ARLINGTON, VA – Former Trump campaign manager Paul Manafort pled not guilty on Thursday to charges of tax and bank fraud as part of the Russia investigation.
The charges were the latest brought by Special Prosecutor Robert Mueller in the wide-ranging probe of possible collusion between the Trump Campaign and Russia to rig the 2016 election.
Manafort, along with Robert Gates, another former senior Trump campaign official, is charged with a string of financial crimes that pre-date his involvement with the campaign. Mueller alleges that Manafort acted for nearly a decade as an unregistered foreign agent for the government of Ukraine, making millions of dollars that he hid from the Federal government through a series of fraudulent loans and shell corporations.
Gates has already pled guilty to the Federal government’s charges and is cooperating with Special Council Robert Mueller’s investigation.

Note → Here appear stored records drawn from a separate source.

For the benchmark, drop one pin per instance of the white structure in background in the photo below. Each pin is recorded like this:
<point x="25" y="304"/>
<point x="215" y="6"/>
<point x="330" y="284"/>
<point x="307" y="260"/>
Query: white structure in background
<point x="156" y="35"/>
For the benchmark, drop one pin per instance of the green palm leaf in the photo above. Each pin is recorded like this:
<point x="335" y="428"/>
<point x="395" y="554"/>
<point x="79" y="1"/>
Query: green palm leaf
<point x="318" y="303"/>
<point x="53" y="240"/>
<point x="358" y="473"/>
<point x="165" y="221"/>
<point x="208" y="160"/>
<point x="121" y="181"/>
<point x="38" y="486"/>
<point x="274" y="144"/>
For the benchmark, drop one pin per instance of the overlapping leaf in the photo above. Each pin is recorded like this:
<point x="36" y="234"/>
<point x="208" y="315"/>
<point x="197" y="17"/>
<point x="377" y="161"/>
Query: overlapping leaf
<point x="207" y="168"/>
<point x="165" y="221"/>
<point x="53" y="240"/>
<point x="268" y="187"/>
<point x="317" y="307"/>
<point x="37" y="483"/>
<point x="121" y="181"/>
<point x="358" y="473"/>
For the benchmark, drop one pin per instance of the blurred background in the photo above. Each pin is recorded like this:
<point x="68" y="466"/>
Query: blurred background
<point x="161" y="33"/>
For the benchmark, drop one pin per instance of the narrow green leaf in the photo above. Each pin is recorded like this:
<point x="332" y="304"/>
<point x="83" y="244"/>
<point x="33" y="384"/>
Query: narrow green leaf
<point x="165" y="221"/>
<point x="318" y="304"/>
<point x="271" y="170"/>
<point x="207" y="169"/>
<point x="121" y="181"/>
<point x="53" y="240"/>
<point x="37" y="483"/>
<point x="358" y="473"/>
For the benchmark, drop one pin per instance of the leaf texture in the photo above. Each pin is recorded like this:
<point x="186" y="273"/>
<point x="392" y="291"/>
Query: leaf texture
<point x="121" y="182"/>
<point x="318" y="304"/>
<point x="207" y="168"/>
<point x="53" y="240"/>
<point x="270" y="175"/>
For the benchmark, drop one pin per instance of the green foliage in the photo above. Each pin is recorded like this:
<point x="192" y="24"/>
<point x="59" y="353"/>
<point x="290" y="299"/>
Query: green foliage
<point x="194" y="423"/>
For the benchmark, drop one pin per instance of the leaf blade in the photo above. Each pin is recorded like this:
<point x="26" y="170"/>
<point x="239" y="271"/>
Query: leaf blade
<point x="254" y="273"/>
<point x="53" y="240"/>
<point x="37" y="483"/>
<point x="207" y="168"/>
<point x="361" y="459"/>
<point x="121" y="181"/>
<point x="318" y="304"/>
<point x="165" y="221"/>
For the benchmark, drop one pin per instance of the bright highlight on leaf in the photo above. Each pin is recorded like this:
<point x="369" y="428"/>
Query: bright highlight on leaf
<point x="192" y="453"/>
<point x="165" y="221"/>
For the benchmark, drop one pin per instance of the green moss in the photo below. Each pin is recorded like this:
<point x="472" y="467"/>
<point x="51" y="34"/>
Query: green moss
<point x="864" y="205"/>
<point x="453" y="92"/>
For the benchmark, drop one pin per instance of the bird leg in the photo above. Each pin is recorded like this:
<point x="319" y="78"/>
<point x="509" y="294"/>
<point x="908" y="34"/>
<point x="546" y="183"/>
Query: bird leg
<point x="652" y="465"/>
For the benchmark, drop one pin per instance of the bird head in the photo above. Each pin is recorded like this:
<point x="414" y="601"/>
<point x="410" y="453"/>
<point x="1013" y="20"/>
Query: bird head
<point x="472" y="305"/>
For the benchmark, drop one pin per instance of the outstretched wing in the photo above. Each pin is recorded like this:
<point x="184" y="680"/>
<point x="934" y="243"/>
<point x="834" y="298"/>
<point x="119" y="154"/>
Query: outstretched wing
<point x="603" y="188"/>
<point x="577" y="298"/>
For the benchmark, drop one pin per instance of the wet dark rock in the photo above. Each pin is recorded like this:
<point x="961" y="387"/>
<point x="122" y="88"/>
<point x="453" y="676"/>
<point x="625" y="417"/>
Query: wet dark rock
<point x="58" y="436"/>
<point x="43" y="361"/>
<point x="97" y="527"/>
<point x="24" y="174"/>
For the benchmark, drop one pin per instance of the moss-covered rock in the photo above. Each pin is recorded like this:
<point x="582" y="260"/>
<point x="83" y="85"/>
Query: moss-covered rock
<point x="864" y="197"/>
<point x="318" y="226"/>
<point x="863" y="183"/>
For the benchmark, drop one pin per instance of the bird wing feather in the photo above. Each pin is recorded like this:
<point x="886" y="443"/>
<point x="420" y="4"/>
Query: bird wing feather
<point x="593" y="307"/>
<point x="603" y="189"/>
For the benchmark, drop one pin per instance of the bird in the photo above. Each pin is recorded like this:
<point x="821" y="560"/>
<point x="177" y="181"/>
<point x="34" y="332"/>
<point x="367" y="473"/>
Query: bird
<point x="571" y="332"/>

Manafort is facing federal charges in the US District Court in both Virginia and the District of Columbia. The case out of Washington is focused on charges of criminal conspiracy, while the charges in Virginia are focused on tax fraud and evasion.
In court today, Manafort’s defense attorney, Kevin Downey, said they would look into consolidating all charges and moving the case to the Eastern District Court in Arlington.
Manafort was arraigned in the DC case in February, where he was ordered confined to his home, and a bond of $10 million was placed on him.
In court today, Judge T.S. Ellis also ordered Manafort confined to his home.
“Purely on the facts presented to me, he is quite manifestly a risk of flight,” the judge said, citing Manafort’s substantial wealth and overseas connections.
As a result, Manafort will now be wearing two different location trackers at all times. He’s allowed to leave his home for meetings with his attorneys, medical emergencies, and religious observances.
The prosecution said it will be bringing between 20 and 25 witnesses when the case goes to trial, and expects testimony to last between eight and 10 days.
Judge Ellis set the trial to begin July 10th.